アルフレッド・ベスター『虎よ、虎よ!』

「あなたがたはみな奇形なのです。しかしいつでも奇形だったのです。人生は奇形です。だからこそ、それがその希望であり栄光なのです」

 著名な古典SFの傑作(の新版)。寺田克也イェーイ。ハインラインの『宇宙の戦士』もそうだが、核爆発や放射能の扱いがいい加減なあたりが、古いアメリカのSFって感じ。
 最近はてダでよく言及されると思ったら、『紫のクオリア』絡みだった模様(未読なのだが、作中にジョウントの語が出るんだっけ?)。ジョウントといえば藤田和日郎短編集にもネタがあったなあ*1
 しかし、本作を読んだ印象としては傑作! と手放しで褒めるほど面白さを感じられなかった。
 世界観やアイデアはとても面白い。人類がテレポート能力「ジョウント」を身につけ変容した世界、人間の可視領域から外れた光線を見る盲目のオリヴィア、一方通行のテレパス、七十歳の子供(AKIRAのナンバーズみたいなイメージ)、あらゆる感覚を経ったスコプツィ植民地(人間があんなことしたらストレスで死ぬか発狂すると思うのだが、これが書かれた時代にはまだそういう実験結果は出てなかったんだろうか?)。
 しかしこんな若輩の、ニワカもいいとこのSFかじりが言うのもなんだが、設定に粗があると思った。全体の流れからしても勢いで魅せるタイプの話みたいだけれど、ストーリー自体も微妙な気持ちになったので、どうしても引っかかる。

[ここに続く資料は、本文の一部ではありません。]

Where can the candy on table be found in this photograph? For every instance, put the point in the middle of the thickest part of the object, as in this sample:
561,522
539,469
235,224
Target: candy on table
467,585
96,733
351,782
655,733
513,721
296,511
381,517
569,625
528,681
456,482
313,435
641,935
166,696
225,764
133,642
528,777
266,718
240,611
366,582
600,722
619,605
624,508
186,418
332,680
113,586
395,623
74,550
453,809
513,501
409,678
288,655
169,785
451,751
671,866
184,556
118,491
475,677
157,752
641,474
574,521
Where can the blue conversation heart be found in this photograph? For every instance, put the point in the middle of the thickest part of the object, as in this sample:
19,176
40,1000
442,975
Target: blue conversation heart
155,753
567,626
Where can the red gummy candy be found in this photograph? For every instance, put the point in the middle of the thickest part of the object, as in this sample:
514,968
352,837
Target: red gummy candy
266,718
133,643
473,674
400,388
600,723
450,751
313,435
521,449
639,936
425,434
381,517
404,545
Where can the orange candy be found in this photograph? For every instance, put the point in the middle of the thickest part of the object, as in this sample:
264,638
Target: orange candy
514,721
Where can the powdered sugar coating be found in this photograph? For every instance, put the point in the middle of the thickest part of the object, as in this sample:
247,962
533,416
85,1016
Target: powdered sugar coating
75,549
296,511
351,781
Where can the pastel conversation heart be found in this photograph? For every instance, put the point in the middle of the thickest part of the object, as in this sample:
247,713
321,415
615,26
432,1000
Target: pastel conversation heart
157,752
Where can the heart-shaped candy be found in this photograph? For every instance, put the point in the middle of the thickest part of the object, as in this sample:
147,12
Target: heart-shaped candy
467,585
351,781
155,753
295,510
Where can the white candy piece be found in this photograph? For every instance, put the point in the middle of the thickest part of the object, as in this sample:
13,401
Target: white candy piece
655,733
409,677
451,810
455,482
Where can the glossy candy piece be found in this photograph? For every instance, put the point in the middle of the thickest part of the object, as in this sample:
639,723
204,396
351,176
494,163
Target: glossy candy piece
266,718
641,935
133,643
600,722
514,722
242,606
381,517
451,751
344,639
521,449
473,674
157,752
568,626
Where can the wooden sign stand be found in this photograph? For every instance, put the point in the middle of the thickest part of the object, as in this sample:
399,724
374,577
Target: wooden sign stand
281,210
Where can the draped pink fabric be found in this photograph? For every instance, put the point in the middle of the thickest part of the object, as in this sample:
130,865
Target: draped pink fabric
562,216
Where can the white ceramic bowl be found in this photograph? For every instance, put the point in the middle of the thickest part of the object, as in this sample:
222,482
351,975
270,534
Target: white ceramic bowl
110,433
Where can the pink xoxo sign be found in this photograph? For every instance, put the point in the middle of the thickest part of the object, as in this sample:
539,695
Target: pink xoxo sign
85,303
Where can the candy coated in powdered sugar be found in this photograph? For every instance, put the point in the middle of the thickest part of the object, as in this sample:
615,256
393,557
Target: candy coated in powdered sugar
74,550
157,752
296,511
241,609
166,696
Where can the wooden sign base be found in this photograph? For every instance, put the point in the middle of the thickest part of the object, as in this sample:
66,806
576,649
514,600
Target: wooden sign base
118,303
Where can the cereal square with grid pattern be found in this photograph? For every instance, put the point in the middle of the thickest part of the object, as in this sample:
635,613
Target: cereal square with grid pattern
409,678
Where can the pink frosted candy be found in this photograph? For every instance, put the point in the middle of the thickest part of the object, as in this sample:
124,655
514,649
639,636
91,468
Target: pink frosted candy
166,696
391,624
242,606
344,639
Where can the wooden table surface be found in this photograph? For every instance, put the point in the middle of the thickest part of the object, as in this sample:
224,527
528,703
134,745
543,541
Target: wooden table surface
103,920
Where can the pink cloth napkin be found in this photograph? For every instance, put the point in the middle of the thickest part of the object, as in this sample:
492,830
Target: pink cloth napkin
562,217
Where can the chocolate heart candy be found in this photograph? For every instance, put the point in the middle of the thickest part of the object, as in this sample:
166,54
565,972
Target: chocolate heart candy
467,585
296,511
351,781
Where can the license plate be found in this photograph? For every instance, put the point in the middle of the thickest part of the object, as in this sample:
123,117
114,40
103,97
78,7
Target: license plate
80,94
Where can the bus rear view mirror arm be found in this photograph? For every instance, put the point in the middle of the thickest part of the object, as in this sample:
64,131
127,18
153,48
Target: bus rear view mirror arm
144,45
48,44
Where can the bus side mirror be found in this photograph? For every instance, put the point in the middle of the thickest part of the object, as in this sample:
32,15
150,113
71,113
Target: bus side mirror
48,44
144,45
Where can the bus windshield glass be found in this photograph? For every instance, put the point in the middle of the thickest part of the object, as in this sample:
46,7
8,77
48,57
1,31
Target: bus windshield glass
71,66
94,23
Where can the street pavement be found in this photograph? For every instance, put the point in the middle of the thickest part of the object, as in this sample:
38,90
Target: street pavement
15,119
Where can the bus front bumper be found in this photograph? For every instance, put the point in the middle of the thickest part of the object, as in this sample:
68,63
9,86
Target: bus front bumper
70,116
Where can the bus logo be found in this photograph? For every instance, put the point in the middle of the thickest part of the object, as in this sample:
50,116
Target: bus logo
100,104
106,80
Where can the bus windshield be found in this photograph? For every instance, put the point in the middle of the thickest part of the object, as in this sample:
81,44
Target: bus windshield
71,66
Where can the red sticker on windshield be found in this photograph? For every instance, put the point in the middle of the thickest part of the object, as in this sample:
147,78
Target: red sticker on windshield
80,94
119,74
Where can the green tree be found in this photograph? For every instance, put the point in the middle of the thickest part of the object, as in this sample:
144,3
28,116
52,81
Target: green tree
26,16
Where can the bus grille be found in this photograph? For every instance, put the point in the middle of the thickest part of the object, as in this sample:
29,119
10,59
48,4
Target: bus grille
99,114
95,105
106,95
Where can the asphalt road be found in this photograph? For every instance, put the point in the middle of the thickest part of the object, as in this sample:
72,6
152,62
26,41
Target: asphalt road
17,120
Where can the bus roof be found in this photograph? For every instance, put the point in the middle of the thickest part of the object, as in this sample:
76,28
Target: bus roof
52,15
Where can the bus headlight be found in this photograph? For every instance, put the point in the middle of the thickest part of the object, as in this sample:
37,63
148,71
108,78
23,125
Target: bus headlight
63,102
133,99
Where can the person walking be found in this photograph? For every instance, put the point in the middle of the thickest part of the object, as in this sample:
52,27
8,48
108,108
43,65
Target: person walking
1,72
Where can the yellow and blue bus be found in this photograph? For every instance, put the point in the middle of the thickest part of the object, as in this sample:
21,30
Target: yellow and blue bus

 印象としては、冒頭と終盤が一番面白くて、間は惰性で読み進んじゃいました。
 こう、ブツ切りの話が連続するような展開は「まあ古い作品だし」と納得させられたんですが、全体としてのカタルシスとかが足りないなあと。粗筋からもっと豪快な復讐娯楽劇を想像していたから、アテが外れたのかも。
 フォイルが世界戦争の行方を握る秘密とともにあって、彼の復讐のみならず、彼の存在がお偉方を振り回す……という基本的部分は期待通りだったんですけれど。これは単に、私の趣味に合わなかっただけかも?
 世界観自体はとても賑やかだから、その意味では確かに豪快だったんですが。
 ちなみに主人公・フォイルは肉体改造で加速装置を持ち、奥歯にそのスイッチがあります。『サイボーグ009』が確か1964年からの連載、本作は1958年の執筆(でも改題後の出版が64年)。奥歯のスイッチはこれが元ネタと思っていいのかなあw
 それはそうと、ジョウントによって変質した世界というのはもうちょっと細かく見てみたかった気がします。テレポートが可能になったから女性の社会進出が抑制された(基本的に外へ出してもらえないらしい)とか、どういう理屈なんだろう。
 ただまあ「燃える男」の正体がわりと予想通りだったのは別として、終盤、怒濤の展開は読んでいてワクワクしました。でもどこか・いつかじゃなく、エルスウェア・エルスウェンってカタカナ訳にしてるんだろう?
 見た感じとしては、フォントを駆使して変形させた文字や、文章に紛れる絵などで読みづらい部分でもありましたが。